Data is one of the key pillars that supports use of machine intelligence in the chemical sciences and engineering (Dobbelaere et al. 2021). Therefore, it is crucial to have appropriate methods for data acquisition, storage, and handling. It is good practice to follow the FAIR data principles when working with scientific data.
FAIR is the abbreviation of Findability, Accessibility, Interoperability, and Reusability. These four foundational principles should become standard practice for all scientists and engineers that create or use data, irrespective of their research being of a computational or experimental nature. The intent of these principles is to enhance the reusability of data, by both machines and human researchers.
It is a routine job of experimental researchers to note down every step of their research in a laboratory notebook. Even in the 2020s, most of these notebooks are made of paper.
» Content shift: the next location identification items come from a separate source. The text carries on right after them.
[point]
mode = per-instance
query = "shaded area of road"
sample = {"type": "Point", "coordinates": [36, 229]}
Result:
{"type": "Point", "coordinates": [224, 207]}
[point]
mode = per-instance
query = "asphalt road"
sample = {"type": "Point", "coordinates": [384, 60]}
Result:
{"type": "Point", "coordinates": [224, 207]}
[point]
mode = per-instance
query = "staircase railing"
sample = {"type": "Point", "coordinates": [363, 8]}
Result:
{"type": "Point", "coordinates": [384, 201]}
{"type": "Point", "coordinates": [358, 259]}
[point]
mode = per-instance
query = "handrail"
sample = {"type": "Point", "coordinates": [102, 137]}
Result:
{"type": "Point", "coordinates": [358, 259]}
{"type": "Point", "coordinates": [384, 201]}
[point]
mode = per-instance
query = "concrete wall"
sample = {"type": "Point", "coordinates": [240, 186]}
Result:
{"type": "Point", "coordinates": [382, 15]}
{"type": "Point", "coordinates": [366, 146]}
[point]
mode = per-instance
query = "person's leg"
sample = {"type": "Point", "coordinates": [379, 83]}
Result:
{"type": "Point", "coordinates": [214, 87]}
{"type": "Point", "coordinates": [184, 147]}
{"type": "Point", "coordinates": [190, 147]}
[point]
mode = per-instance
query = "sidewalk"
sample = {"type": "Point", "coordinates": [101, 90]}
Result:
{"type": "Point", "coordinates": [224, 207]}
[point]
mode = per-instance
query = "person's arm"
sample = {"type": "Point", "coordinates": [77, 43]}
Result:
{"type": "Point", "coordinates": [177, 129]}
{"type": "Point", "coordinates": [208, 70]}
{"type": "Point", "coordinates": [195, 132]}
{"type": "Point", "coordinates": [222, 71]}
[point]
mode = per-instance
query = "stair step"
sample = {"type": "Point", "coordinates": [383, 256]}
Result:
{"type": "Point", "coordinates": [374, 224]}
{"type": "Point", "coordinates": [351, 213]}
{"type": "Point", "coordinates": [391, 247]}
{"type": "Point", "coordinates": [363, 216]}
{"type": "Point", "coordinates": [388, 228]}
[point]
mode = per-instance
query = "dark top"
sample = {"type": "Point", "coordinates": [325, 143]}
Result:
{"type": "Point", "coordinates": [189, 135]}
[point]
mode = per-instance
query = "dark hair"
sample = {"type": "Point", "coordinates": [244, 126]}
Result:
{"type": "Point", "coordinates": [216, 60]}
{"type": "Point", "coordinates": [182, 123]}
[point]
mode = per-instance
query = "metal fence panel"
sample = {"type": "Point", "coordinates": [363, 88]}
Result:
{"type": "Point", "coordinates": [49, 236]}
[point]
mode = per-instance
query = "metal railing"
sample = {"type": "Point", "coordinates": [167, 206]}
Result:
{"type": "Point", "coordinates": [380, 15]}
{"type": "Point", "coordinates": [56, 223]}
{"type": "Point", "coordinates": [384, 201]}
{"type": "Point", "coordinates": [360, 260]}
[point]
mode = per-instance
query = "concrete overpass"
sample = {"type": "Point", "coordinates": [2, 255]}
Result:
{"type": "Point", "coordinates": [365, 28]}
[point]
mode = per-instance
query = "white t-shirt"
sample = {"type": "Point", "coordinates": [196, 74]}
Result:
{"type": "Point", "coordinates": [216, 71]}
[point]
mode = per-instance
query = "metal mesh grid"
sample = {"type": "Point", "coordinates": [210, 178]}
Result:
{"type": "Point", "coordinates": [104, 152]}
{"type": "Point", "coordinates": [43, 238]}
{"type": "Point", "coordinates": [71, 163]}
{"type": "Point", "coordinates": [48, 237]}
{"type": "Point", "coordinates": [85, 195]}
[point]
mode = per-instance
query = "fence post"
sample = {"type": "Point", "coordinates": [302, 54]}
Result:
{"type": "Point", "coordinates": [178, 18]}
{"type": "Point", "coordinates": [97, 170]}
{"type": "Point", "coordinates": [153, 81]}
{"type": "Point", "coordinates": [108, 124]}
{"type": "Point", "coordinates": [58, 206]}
Hence, they are not directly machine interpretable. Apart from paper notebooks, spreadsheets (e.g., Microsoft Excel) are another common way to store information about performed data. If these spreadsheets are perfectly tabulated, the data can be interpreted by a machine. Nevertheless, neither paper books nor spreadsheets are ideal in the sense that a lot of data and metadata are lost.
Electronic lab notebooks (ELN) offer a solution that is in agreement with the FAIR data principles (Jablonka et al. 2022). Technically, an ELN is a piece of software that supports planning, description, storage, and management of scientific data. A lot of electronic scientific equipment (e.g. analytical tools) are delivered with commercial software by the producer of the machine. This software then allows the storage of data, data visualisation, and performs tasks such as peak fitting. However, once the license has expired, the data might get lost. Furthermore, collaborators from other institutes not having access to the same software might not be able to see or reuse the data.
The solution is to make use of open-source ELN software. A risk here is that the maintenance of open-source software repositories might be stopped once the project is over and when a researcher changes institutions. However, as of 2024 multiple community-supported open projects exist. In such tools, all data and metadata is stored (Tremouilhac et al. 2017). This means that instead of a user typing variables into a spreadsheet, now all raw data is collected. These raw data types allow for distribution among various users and systems. Visualisation and analysis tools in the ELN software transform the machine data into something that is interpretable by a human.
The use of an ELN allows to store all data without human bias. These data points also include “failed” experiments or “negative” data points, which are undesired or unwanted results. It is, namely, shown earlier that these negative data points offer additional value for AI-based research (Strieth-Kalthoff et al. 2022). Yet, these experimental results are typically discarded and even not recorded since they do not provide added value in a research paper. This practice change for researchers to take full advantage of the capabilities of machine learning.
Machine learning in chemical engineering: strengths, weaknesses, opportunities, and threats: Dobbelaere, M.R., Plehiers, P.P., Van de Vijver, R., Stevens, C.V. and Van Geem, K.M., Engineering 2021, 7, 1201-1211.
Making the collective knowledge of chemistry open and machine actionable: Jablonka, K.M., Patiny, L. and Smit, B., Nat. Chem. 2022, 14, 365-376.
Chemotion ELN: an open source electronic lab notebook for chemists in academia: Tremouilhac, P., Nguyen, A., Huang, Y.C., Kotov, S., Lütjohann, D.S., Hübsch, F., Jung, N. and Bräse, S., J. Cheminform. 2017, 9, 54.
Machine learning for chemical reactivity: the importance of failed experiments: Strieth-Kalthoff, F., Sandfort, F., Kühnemund, M., Schäfer, F.R., Kuchen, H. and Glorius, F., Angew. Chemie Int. Ed. 2022, 61, e202204647.